8. During the ensuing Taft administration, Roosevelt began to regret his decision, and became one of Taft's biggest critics. Roosevelt ended up running for president again in 1912 on a third party ticket - the so-called Bull Moose Party, which effectively split the Republican vote and allowed Democrat Woodrow Wilson to win easily. Roosevelt, however, became the only third party candidate in U.S. history to win more votes than a major party candidate. During the campaign, Roosevelt was shot by an assassin in the chest, but the bullet did not penetrate his lungs, lodging instead in the tissue of his chest, and it remained there for the rest of his life. Certain that the bullet had not done mortal damage, Roosevelt went ahead and gave the campaign speech he had been about to give, opening by casually telling his audience that he had just been shot.
9. Following his failed third party run, Roosevelt devoted the remainder of his life to supporting Progressive Republican politics, making expeditions into remote areas of the world, and campaigning against American neutrality in World War I. Roosevelt died in 1919, from a heart attack while he slept. He was only 60 years old, but his travels into the jungles of South America had ruined his health, a boxing accident during his presidency had rendered him blind in one eye, and he had developed inflammatory arthritis. He was buried near his home in New York.
10. Roosevelt's youngest son, Quentin, joined the budding U.S. Air Service during World War I, and was shot down and killed over France in 1918. During World War II, Roosevelt's oldest son, Teddy Jr., was a brigadier general who won the Congressional Medal of Honor for his actions on D-Day.
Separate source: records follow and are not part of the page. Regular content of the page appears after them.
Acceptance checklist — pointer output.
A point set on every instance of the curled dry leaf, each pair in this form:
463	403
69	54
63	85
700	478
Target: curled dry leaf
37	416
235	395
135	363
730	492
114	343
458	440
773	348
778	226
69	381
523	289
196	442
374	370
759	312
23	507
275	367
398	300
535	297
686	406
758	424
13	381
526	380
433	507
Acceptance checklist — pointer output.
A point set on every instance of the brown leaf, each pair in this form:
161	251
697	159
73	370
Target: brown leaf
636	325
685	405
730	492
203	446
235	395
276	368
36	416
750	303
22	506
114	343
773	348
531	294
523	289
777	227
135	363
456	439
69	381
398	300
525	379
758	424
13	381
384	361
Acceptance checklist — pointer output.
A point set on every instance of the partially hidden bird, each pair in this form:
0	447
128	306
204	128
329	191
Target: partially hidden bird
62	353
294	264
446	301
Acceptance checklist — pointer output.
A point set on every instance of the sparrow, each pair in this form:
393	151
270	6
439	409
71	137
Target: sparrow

Like his father many years later, he would also win his award posthumously - he died of a heart attack just a few weeks after the landing. Roosevelt's oldest child - Alice - from his first marriage, outlived all her younger half-siblings, dying at the age of 96 in 1980. She was a controversial figure who married a prominent politician, mothered a child through an affair with another politician, and, at the age of 90 in 1974, famously proclaimed on 60 Minutes that she was a "hedonist."